Sunday, August 15, 2010

Like deja vu all over again

From CBS 2:

The wording of the questions has yet to be finalized, but the term-limits measure likely would ask voters whether New York City’s charter should impose a limit of two consecutive full terms for the mayor, comptroller, public advocate, borough presidents and City Council members.

The charter commission also approved including a measure to let voters decide whether City Council members should be prohibited from changing the term-limits law to benefit incumbents voting on the proposal.

The commission also voted to let the voters say whether a two-term limit should take effect later for some officials, depending on which term they are serving.

Passing that measure would allow officials in their first and second terms to have the option of a third, and the two-term limit would apply to those elected on or after the 2013 November election.

In regards to petition signatures for candidates, the commission did not set a number Wednesday night but approved putting before voters a question that asks whether the city should reduce the signature requirements by about 50 percent.

Candidates for citywide office now must obtain 7,500 signatures to get on the ballot, but because of the requirements needed for each signature to be valid, they typically obtain about three times the requirement to guard against potential legal challenges.
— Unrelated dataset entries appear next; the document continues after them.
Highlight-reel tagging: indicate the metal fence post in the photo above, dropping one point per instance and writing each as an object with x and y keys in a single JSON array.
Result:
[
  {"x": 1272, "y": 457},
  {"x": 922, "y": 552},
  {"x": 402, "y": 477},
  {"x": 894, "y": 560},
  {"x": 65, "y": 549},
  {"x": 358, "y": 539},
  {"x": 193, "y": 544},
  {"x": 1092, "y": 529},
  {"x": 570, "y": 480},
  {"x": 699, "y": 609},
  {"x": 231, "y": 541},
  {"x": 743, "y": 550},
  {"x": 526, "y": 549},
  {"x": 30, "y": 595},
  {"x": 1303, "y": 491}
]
The Village Voice put it the best:

Remember that time our plutocrat mayor basically gamed the system by having the city council he put into place give him the go-ahead to run for a third term? Well, now, voters -- and not the city council -- will have a say on whether or not New York's political power-mongers will get to keep their office for a third term.

Yes, New Yorkers now have the right to vote on an issue they never thought would be out of their hands in the first place, and it comes a year after Bloomberg decidedly kept this decision out of the hands out New York's voters regarding one of the most powerful positions in the state, and as far as city officials go, the country. The best part, of course, is that this vote was Bloomberg's doing. To, you know, make up for it. If this counts for "political capital," we are a city of nihilists.

The New York Post points out that voters have upheld term limits twice and are in favor of them by a 70 to 22 percent margin according to a Quinnipiac poll put out in March. So if you see this term limits fall in November, well, be surprised, especially because there's not one city politician savvy enough to figure out how to get around them. Except, of course, for Bloomberg. Which he already did.